I know that lily-white (or I could even say Lady T-white because I seriously look like a ghost sometimes) Spaniards exist, but the particular family whose story the movie is based on are not: http://www.trbimg.com/img-504d740c/turbine/la-et-mn-the-impossible-premiere-mixes-emotion-001/600
I like both actors, too, and the movie looks good, but the politics of the story annoys me a bit.
Fair enough. Nice group photo.
Indeed. The politics are annoying — though unsurprising. Also, there is an ethical problem of making money on the tragedy of so many people. Of course, a film about the tsunami could raise awareness and see if the affected regions still need help 8 years with dealing with the aftermath, but somehow I doubt that this will. I’m not saying that the story of this family isn’t worth telling — but I hope we’ll get to see a story of a local family who has lost everything and had to start over with nothing. That I’d like to see, even if there was no McGregor in it.
I’m sorry for your loss. I can’t imagine how it feels to know people who died in that tragedy.
‘…a home far, far away from moving tectonic plates’.
As somebody who had to learn to learn geology and tectonic plates no less than three times in secondary school (three different years, same content, no updates, just how the curriculum went), this concept somehow ticks me off than the massive whitewashing… but hey, I’m aware of my terrible priorities.
But seriously, how’s that giant collection of fault-lines lying under California doing?
The real-life family whose story the film is based on didn’t live in California. They live in Spain (though their film counterparts appear to be British). I’m not sure what the tectonic plate situation is like in England and Spain, though, as I seem to have forgotten or deliberately blocked out most of my earth science education.
(Ah, pardon; my usual assumption with Hollywood is that they’re most likely to make you from Hollywood.)
The UK is well within the Eurasian plate; Spain’s southern coast is, according to the three maps I just googled, close to if not sitting on top of the Eurasian-African plate boundary. Of course both of them sit on at least three smaller plates and the UK has a bunch of fault lines underneath it.
The real white family was Spanish, but the film (apparently) re-locates them to the UK? Wow–I guess Spain still isn’t white enough for them…

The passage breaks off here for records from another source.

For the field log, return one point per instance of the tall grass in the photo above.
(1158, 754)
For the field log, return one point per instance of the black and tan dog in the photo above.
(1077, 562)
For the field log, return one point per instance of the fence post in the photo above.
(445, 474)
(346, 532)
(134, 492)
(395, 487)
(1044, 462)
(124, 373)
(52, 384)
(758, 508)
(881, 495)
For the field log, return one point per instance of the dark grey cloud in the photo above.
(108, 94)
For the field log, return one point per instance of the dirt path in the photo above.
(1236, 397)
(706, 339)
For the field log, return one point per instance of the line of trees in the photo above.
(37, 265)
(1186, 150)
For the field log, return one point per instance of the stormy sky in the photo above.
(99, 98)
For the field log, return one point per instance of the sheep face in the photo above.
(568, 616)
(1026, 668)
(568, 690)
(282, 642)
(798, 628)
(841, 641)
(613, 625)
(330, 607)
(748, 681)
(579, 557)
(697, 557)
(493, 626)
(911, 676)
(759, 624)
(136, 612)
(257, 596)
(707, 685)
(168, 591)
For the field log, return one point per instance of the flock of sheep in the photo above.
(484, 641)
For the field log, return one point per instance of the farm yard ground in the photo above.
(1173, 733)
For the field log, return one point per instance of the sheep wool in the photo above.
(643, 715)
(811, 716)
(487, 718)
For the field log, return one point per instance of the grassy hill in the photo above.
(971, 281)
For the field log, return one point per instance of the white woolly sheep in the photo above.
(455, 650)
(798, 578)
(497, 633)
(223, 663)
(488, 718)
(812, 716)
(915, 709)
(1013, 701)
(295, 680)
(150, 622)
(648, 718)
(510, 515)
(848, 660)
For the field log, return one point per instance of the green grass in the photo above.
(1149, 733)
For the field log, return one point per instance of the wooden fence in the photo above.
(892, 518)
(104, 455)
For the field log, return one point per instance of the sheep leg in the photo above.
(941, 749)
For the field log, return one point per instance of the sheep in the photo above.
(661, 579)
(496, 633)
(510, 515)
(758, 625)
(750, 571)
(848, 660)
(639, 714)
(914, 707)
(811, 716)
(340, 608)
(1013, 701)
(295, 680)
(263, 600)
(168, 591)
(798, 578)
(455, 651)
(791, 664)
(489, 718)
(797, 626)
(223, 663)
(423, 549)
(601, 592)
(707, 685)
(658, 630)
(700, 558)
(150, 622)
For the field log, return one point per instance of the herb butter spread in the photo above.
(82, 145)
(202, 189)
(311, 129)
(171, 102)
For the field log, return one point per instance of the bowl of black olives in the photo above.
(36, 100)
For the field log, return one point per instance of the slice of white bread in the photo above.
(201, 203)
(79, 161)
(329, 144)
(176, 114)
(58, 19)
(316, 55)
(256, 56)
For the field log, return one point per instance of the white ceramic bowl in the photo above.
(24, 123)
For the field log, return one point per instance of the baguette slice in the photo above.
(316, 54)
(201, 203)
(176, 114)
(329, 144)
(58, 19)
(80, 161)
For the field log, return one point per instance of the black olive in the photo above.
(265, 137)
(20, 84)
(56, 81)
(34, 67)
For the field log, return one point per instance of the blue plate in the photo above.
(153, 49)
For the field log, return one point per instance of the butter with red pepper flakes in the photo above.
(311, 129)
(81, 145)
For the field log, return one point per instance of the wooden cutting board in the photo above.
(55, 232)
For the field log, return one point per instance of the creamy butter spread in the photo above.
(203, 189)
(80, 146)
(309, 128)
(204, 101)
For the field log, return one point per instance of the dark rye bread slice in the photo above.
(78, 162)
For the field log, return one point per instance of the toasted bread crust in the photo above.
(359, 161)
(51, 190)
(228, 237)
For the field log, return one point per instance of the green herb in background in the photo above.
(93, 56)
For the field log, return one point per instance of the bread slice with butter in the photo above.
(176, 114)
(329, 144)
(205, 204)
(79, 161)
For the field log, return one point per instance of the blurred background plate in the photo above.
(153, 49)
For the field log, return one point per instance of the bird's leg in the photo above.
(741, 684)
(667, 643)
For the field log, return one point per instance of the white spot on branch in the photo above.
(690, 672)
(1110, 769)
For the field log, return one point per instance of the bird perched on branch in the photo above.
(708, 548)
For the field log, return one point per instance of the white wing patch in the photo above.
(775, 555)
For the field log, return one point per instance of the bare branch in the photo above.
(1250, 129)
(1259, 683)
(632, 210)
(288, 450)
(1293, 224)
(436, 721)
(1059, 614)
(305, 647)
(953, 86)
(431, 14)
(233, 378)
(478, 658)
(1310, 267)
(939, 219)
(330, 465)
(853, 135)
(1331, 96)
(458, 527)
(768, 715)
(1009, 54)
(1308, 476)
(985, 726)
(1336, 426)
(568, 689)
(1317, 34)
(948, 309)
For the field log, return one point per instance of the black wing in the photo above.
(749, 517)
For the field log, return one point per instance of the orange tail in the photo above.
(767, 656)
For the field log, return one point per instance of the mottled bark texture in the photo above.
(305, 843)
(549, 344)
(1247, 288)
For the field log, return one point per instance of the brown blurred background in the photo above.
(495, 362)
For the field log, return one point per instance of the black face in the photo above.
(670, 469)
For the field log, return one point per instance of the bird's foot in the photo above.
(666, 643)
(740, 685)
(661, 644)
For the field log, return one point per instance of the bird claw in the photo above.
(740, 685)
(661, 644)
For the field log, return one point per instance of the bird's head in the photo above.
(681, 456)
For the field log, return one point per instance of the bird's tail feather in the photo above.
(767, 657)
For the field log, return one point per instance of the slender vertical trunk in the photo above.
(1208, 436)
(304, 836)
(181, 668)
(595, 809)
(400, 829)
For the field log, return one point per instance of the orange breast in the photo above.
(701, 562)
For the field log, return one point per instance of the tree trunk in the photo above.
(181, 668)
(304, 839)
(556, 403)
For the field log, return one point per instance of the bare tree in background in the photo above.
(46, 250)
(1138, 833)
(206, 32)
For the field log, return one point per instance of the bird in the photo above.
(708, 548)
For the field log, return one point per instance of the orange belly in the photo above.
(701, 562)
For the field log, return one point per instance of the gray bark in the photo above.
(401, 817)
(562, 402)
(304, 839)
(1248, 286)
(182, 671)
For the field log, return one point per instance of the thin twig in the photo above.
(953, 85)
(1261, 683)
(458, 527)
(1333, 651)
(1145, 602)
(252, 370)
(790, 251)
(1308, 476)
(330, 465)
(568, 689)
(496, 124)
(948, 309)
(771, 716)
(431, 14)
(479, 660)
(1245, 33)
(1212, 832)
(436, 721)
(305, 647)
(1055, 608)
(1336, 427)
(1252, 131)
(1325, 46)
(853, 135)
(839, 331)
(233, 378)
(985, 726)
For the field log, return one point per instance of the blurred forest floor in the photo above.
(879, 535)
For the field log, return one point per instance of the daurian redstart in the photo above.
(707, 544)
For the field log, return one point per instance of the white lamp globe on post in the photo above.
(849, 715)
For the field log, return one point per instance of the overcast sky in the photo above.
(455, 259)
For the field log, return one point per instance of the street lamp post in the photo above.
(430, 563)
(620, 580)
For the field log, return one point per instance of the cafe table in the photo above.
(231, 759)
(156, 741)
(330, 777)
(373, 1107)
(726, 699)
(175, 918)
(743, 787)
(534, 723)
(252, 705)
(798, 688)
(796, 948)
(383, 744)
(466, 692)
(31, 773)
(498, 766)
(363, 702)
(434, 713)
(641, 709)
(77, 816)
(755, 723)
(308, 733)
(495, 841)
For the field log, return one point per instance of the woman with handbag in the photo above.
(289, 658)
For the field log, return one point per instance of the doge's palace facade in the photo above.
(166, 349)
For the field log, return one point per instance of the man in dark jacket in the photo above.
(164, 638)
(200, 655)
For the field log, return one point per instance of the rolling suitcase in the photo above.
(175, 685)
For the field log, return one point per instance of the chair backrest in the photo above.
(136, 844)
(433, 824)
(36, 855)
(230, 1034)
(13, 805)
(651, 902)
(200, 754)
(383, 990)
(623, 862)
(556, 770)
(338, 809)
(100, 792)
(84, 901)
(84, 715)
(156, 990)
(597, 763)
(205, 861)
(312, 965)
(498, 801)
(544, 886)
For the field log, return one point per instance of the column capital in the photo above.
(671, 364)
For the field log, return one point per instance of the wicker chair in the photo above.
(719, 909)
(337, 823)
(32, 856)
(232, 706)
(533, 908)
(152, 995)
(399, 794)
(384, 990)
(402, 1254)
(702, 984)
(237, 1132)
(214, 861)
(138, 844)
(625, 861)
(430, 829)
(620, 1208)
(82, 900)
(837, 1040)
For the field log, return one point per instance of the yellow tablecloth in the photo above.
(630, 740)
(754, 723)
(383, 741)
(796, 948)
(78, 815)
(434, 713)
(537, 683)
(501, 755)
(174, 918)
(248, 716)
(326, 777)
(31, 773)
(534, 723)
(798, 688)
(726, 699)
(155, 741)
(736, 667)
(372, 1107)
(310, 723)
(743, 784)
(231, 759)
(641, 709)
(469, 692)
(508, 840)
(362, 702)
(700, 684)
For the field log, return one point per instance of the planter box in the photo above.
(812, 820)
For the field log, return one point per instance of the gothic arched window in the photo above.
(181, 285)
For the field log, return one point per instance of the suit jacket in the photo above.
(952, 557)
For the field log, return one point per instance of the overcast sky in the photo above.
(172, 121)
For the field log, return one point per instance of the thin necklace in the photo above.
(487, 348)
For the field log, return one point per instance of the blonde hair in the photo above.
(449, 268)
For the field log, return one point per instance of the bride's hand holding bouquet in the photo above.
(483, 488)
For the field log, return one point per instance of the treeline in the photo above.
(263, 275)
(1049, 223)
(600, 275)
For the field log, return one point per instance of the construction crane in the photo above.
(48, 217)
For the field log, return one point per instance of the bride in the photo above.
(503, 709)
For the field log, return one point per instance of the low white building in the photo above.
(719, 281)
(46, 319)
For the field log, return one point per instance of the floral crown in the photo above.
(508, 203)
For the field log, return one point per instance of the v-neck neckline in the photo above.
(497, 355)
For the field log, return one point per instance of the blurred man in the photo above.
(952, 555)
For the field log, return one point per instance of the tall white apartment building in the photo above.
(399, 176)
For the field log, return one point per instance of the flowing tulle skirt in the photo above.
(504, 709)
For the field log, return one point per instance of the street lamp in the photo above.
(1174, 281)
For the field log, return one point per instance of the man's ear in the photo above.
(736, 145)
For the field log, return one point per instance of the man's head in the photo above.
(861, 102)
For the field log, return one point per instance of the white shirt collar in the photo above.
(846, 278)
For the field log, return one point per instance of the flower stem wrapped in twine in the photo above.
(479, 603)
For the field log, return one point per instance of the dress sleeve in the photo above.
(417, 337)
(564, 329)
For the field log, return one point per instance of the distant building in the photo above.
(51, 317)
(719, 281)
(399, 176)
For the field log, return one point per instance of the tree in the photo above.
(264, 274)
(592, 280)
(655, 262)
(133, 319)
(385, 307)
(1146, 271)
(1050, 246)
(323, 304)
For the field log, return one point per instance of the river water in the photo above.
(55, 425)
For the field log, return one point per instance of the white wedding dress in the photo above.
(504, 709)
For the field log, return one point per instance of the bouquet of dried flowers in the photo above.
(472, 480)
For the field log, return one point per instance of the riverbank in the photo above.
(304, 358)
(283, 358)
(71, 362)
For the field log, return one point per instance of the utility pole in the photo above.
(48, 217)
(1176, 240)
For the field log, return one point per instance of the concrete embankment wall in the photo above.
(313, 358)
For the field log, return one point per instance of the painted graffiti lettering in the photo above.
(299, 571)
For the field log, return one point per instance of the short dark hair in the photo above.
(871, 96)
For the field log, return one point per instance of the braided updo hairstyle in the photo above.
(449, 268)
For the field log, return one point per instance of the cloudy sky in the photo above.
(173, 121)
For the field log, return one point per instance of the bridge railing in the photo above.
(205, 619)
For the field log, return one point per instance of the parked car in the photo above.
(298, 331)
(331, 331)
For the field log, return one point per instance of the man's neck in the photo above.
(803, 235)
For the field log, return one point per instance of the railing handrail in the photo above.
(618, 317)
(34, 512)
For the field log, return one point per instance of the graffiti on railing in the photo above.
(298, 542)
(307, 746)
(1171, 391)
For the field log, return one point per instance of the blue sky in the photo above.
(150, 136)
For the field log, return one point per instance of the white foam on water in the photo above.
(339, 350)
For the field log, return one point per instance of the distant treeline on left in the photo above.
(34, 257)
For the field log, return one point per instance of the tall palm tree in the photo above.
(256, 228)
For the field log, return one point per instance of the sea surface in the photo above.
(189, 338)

Personally, I think that a film about the tragedy from the perspective of people who lived there would be a lot more interesting, but that’s partly because I watch movies/read books that involve cultures other than my own in hopes of getting a little taste of that culture. While a hollywood film about a family native to that area certianly would not be the same as a documentary about the tragedy, I’m sure that there would be something there of value. I’m sorry to say it, but I’m not surprised that this movie was made instead of that one. I think an Indy film maker might be more likely to make a movie like this from the point of view of people native to the area…an indy film maker whose project probably would not get near as much attention or as wide a release as this one will.